Eleven telltale clues that your child is depressed

Know what to look for if you suspect your young child or teen may be depressed.

Kimberly Burkhart, a pediatric psychologist at University Hospitals Cleveland Medical Center, said there are 11 telltale warning signs a young child or teen is depressed. Photo by duty_ittn/pixabay
Kimberly Burkhart, a pediatric psychologist at University Hospitals Cleveland Medical Center, said there are 11 telltale warning signs a young child or teen is depressed. Photo by duty_ittn/pixabay

“In children and adolescents who are depressed, you may notice more irritability and loss of interest rather than just sadness or a depressed mood,” said Kimberly Burkhart, a pediatric psychologist at University Hospitals Cleveland Medical Center.
Be alert for 11 telltale warning signs, she advises. They include changes in sleeping habits, such as sleeping too little, too much or taking long naps; avoiding or not enjoying activities they once liked; withdrawing from family and friends; trouble thinking or concentrating; and a decline in school performance.

Other warning signs include changes in appetite, weight loss or gain; fatigue or loss of energy; lack of self-confidence or self-esteem; feelings of worthlessness or hopelessness; self-harm; and recurring thoughts of death or suicide.

About 5 percent of U.S. children and teens are diagnosed with depression, according to the American Academy of Child and Adolescent Psychiatry.

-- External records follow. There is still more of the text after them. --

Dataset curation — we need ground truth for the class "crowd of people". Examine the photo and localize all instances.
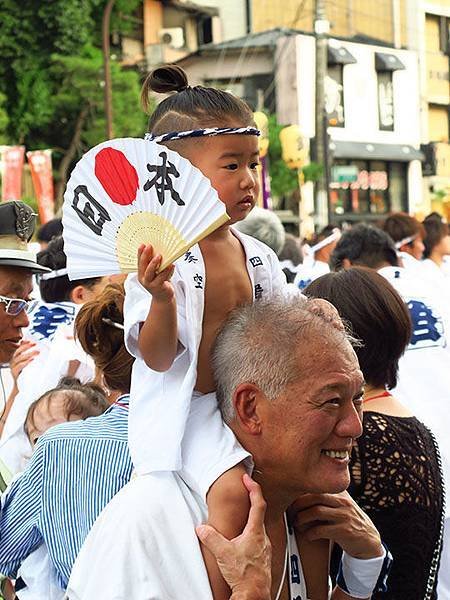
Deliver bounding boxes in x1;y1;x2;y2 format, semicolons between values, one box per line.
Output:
0;66;450;600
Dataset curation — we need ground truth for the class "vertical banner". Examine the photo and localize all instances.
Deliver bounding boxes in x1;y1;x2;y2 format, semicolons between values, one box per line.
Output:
27;150;55;224
260;155;272;210
1;146;25;202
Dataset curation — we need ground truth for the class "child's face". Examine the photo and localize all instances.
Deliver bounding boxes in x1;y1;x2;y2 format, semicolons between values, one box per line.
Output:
187;135;259;223
25;392;81;447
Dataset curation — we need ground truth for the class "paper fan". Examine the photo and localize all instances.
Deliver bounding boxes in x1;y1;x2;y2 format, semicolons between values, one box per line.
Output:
63;138;229;279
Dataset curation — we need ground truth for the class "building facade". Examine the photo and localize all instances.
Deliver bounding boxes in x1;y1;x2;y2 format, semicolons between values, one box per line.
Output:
296;35;423;230
407;0;450;221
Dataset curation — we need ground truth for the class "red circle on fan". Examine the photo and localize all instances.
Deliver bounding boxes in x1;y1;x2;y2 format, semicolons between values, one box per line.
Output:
95;148;139;206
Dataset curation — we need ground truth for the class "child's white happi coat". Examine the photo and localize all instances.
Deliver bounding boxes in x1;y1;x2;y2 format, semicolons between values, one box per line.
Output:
124;229;287;474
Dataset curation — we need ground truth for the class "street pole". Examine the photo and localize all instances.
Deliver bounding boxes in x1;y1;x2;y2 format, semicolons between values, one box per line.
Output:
314;0;330;228
102;0;115;140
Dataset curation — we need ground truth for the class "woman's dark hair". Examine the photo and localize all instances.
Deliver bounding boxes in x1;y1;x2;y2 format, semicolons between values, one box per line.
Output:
141;65;254;145
423;213;449;258
381;212;425;244
330;223;398;271
304;267;412;389
75;284;134;392
24;377;109;434
36;236;102;302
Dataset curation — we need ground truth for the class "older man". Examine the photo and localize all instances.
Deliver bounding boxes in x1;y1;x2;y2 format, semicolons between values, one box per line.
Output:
331;223;450;598
0;202;49;365
67;298;387;600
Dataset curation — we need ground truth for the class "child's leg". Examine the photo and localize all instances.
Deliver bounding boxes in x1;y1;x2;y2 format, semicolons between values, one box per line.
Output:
202;463;250;600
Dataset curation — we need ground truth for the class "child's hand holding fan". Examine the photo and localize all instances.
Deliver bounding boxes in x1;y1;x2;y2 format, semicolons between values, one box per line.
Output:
63;138;229;279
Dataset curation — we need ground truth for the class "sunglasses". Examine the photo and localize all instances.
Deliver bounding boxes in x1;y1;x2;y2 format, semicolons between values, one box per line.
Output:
0;296;38;317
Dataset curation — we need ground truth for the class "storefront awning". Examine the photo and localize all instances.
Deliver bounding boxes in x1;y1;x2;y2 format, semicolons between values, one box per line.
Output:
375;52;406;71
328;46;356;65
330;141;425;162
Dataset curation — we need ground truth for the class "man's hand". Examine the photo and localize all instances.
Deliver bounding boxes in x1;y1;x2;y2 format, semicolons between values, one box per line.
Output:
196;475;272;600
291;492;384;559
138;244;175;302
9;340;39;384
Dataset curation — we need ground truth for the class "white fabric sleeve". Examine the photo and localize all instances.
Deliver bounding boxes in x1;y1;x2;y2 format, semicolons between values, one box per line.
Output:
123;273;188;359
267;248;292;295
123;273;152;359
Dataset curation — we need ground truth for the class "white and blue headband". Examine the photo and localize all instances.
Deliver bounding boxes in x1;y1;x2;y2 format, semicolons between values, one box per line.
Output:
39;267;69;281
144;127;261;144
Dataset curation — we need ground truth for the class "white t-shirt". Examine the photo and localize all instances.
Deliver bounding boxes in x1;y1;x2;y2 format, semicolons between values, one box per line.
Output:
294;258;330;290
66;472;307;600
0;302;94;474
124;229;287;474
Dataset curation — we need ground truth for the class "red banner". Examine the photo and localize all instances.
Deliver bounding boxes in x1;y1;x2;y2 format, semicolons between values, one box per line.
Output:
1;146;25;201
27;150;55;224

The causes can be external factors, such as stress, bullying or a traumatic event, or depression or anxiety may run in your family, according to Burkhart.

A number of treatment options are available, including several that don’t involve medication.

“One of the most effective treatments for dealing with depression in children and adolescents is cognitive behavioral therapy, which looks at the relationship among thoughts, feelings and behavior,” Burkhart said.

Other approaches include exercise and behavioral activation — where a patient’s involvement in positive activities is gradually increased.

If moderate or severe depression persists, a doctor may recommend an antidepressant, Burkhart said.